Chronik

Salzsäure ins Auge getropft: Vier Jahre Haft

Ein 41-jähriger Mann, der in versicherungsbetrügerischer Absicht einer Frau Salzsäure ins Auge geträufelt und drei Wochen später auch noch einen Daumen abgehackt haben soll, ist am Dienstag am Wiener Landesgericht zu vier Jahren unbedingter Haft verurteilt worden.

Der gebürtige Rumäne nahm den Schuldspruch wegen Menschenhandels, absichtlicher schwerer Körperverletzung und zahlreicher weiterer Delikte mit stoischer Ruhe zur Kenntnis. Nach Rücksprache mit seiner Rechtsvertreterin erbat der bisher Unbescholtene Bedenkzeit.

Der Staatsanwalt, der im Schlussvortrag eine „harte Strafe“ verlangt hatte („Das ist mir hier noch nie untergekommen, dass aus reiner Geldgier jemandem solche Verletzungen zugefügt werden“), gab vorerst keine Erklärung ab. Das Urteil ist damit nicht rechtskräftig.

Frau wollte bessere Existenz aufbauen

Die 57-jährige Bulgarin war im Frühjahr 2017 nach Wien gekommen, um sich eine bessere Existenz aufzubauen. Stattdessen geriet sie in die Fänge des mutmaßlichen Menschenhändlers, der die Frau zunächst für sich arbeiten ließ. Dann schloss er ohne Wissen der Frau, die der deutschen Sprache nicht mächtig ist und die weder lesen noch schreiben kann, mehrere Unfallversicherungen ab.

Nachdem er sie eine Zeit lang für diverse Tätigkeiten eingesetzt hatte, mit denen er Geld verdiente – dabei handelte es sich der Staatsanwaltschaft zufolge weitgehend um betrügerische Machenschaften –, soll er im Juni 2018 die Frau gezwungen haben, sich im Badezimmer auf den Boden zu legen, um ihr das linke Auge zu verätzen. Danach brachte er sie ins Spital und behauptete, beim Putzen wäre ihr Reinigungsmittel ins Auge gelangt.

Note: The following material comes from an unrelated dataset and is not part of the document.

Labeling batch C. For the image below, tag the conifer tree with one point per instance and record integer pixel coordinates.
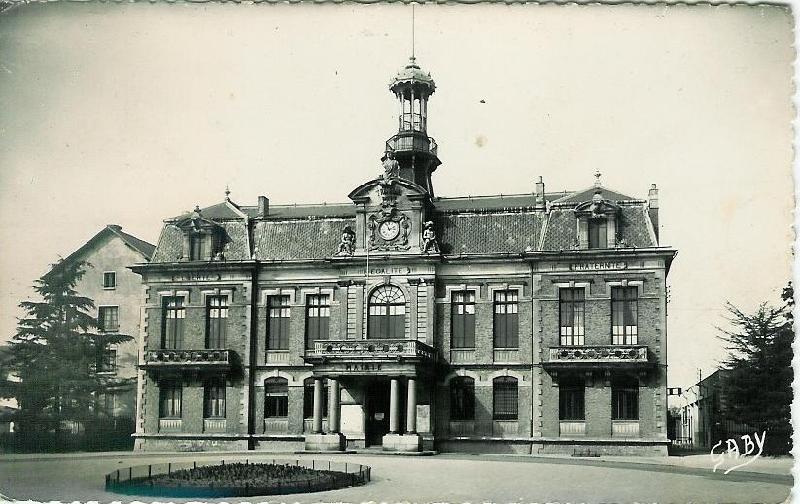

Mann kassierte Versicherungen

Der Angeklagte verfügte dem erstinstanzlichen Urteil zufolge über eine Zeichnungsberechtigung für das im Namen der Frau abgeschlossene Konto und kassierte die Versicherungsleistung für den vermeintlichen Unfall – rund 30.000 Euro.

Drei Wochen später soll der 41-Jährige mit der Bulgarin nach Ungarn gefahren sein, wo er sie gemeinsam mit einem der Justiz noch unbekannten Mittäter an eine Tür gefesselt und ihr den Daumen der linken Hand abgehackt haben soll. Das deklarierte er dann als Arbeitsunfall, wofür er von drei Versicherungen insgesamt 25.000 Euro kassierte.

Angeklagter spricht von Unfällen

Der Angeklagte räumte vor dem Schöffensenat ein, Bestellbetrügereien begangen zu haben. Die Hauptvorwürfe stellte er in Abrede. Er habe der Frau „geholfen, damit die ein Geld verdient“. Er habe sie zunächst Zettel verteilen lassen. Auf Bitte ihres Freundes habe er sie versichert, „weil sie tollpatschig ist, wenn sie sich bewegt“.

Er habe sie für Reinigungsarbeiten herangezogen, behauptete der Angeklagte. Im Zuge dieser Tätigkeit habe sie sich eines Tages ohne fremdes Verschulden wehgetan. In Ungarn sei er mit der Frau nie gewesen. Sie habe sich mit ihrem Lebensgefährten dorthin begeben und sich bei Gartenarbeiten den Daumen abgetrennt. Auch das sei ein Unfall gewesen.

Weitere Drohungen und Übergriffe

Weitere, von der Anklage mitumfasste Fakten – einen Faustschlag ins Gesicht, einen ausgeschlagenen Zahn, Drohungen mit dem Umbringen, wenn die Frau nicht parierte – stellte der Angeklagte ebenfalls in Abrede. Mit seiner Verantwortung zog der 41-Jährige bei Gericht am Ende den Kürzeren. „Sie werden niemanden finden, der Ihnen das glaubt. Und wir haben es auch nicht getan“, beschied ihm der vorsitzende Richter.